Indexes are a very important part of databases and are used frequently to speed up access to particular data item or items. So before working with indexes, it is important to understand how indexes work behind the scene and what is the data structure that is used to store these indexes, because unless you understand the inner working of an index, you will never be able to fully harness its power.

B+tree Indexes

Indexes are stored on disk in the form of a data structure known as B+tree. B+tree is in many ways similar to a binary search tree. B+tree follows on the same structure as of a binary search tree, in that each key in a node has all key values less than the key as its left children, and all key values more than the key as its right children.
But there are some very important differences,

  • B+tree can have more than 1 keys in a node, in fact thousands of keys is seen typically stored in a node and hence, the branching factor of a B+tree is very large and that allows the B+trees to be a lot shallower as compared to their binary search tree counterparts.
  • B+trees have all the key values in their leaf nodes. All the leaf nodes of a B+tree are at the same height, which implies that every index lookup will take same number of B+tree lookups to find a value.
  • Within a B+tree all leaf nodes are linked together in a linked-listed, left to right, and since the values at the leaf nodes are sorted, so range lookups are very efficient.

A typical B+tree

Following is a typical B+tree:

If you need more information on B+trees, you can have a detailed look at the article available on Wikipedia.

Why use B+tree?

B+tree is used for an obvious reason and that is speed. As we know that there are space limitations when it comes to memory, and not all of the data can reside in memory, and hence majority of the data has to be saved on disk. Disk as we know is a lot slower as compared to memory because it has moving parts. So if there were no tree structure to do the lookup, then to find a value in a database, the DBMS would have to do a sequential scan of all the records. Now imagine a data size of a billion rows, and you can clearly see that sequential scan is going to take very long.
But with B+tree, its possible to store a billion key values (with pointers to billion rows) at a height of 3, 4 or 5, so that every key lookup out of the billion keys is going to take 3, 4 or 5 disk accesses, which is a huge saving.
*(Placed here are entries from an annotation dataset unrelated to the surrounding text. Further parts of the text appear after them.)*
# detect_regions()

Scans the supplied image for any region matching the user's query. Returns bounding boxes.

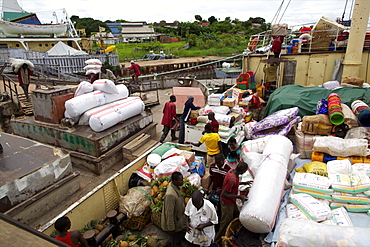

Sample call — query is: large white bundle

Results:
[313,136,368,157]
[242,136,272,153]
[204,105,230,115]
[277,219,370,247]
[78,97,138,125]
[154,155,188,178]
[105,84,130,103]
[74,81,94,97]
[65,84,129,118]
[65,91,107,117]
[239,136,293,233]
[93,79,118,94]
[89,97,145,132]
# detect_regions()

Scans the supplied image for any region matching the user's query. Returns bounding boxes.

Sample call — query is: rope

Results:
[271,0,284,24]
[279,0,292,22]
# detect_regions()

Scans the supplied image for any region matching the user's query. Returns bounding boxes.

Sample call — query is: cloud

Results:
[18,0,358,25]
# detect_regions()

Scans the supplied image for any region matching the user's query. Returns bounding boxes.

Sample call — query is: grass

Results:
[112,41,246,62]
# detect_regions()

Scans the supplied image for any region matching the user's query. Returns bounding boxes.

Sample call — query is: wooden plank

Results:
[122,134,151,153]
[132,140,158,157]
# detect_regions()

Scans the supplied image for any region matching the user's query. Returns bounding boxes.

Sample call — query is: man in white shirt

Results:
[185,190,218,247]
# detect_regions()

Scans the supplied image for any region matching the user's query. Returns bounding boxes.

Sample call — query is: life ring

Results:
[248,38,258,51]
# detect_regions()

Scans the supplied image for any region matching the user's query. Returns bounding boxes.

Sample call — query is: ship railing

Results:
[1,70,21,109]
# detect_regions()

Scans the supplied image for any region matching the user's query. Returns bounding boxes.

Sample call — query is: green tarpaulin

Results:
[265,85,370,117]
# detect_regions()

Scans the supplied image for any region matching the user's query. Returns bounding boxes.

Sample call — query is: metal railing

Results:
[1,74,21,109]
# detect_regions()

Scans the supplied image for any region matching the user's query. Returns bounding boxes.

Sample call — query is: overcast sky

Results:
[18,0,362,26]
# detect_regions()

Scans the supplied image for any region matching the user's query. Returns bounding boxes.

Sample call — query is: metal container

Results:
[32,87,73,124]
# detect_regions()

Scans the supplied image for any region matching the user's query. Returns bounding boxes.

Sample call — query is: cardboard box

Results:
[201,173,211,189]
[222,98,236,107]
[180,150,195,165]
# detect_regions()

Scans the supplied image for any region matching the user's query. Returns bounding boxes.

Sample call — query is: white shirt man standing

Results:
[185,191,218,246]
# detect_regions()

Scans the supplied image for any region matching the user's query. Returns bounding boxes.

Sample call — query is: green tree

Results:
[194,15,203,22]
[208,15,217,24]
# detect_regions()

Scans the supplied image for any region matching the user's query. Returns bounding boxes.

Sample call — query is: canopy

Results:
[48,41,87,56]
[265,85,370,117]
The reason why B+tree is chosen over other tree structures is that B+trees tend to be very shallow, and since every lookup translates to a disk access, the number of disk accesses required to fetch a value is directly proportional to the height of the tree, so the shallower the tree, the less number of disk accesses.

How is B+tree structured?

B+trees are normally structured in such a way that the size of a node is chosen according to the page size. Why? Because whenever data is accessed on disk, instead of reading a few bits, a whole page of data is read, because that is much cheaper.
Let us look at an example,
Consider InnoDB whose page size is 16KB and suppose we have an index on a integer column of size 4bytes, so a node can contain at most 16 * 1024 / 4 = 4096 keys, and a node can have at most 4097 children.
So for a B+tree of height 1, the root node has 4096 keys and the nodes at height 1 (the leaf nodes) have 4096 * 4097 = 16781312 key values.
This goes to show the effectiveness of a B+tree index, more than 16 million key values can be stored in a B+tree of height 1 and every key value can be accessed in exactly 2 lookups.

How important is the size of the index values?

As can be seen from the above example, the size of the index values plays a very important role for the following reasons:

  • The longer the index, the less number of values that can fit in a node, and hence the more the height of the B+tree.
  • The more the height of the tree, the more disk accesses are needed.
  • The more the disk accesses the less the performance.

So the size of the index values have a direct bearing on performance!

I hope you have understood how B+tree indexes work and how they are used to improve the performance of lookups. I hope you have also understood how important it is to keep the height of the B+tree smaller so as to reduce the number of disk accesses.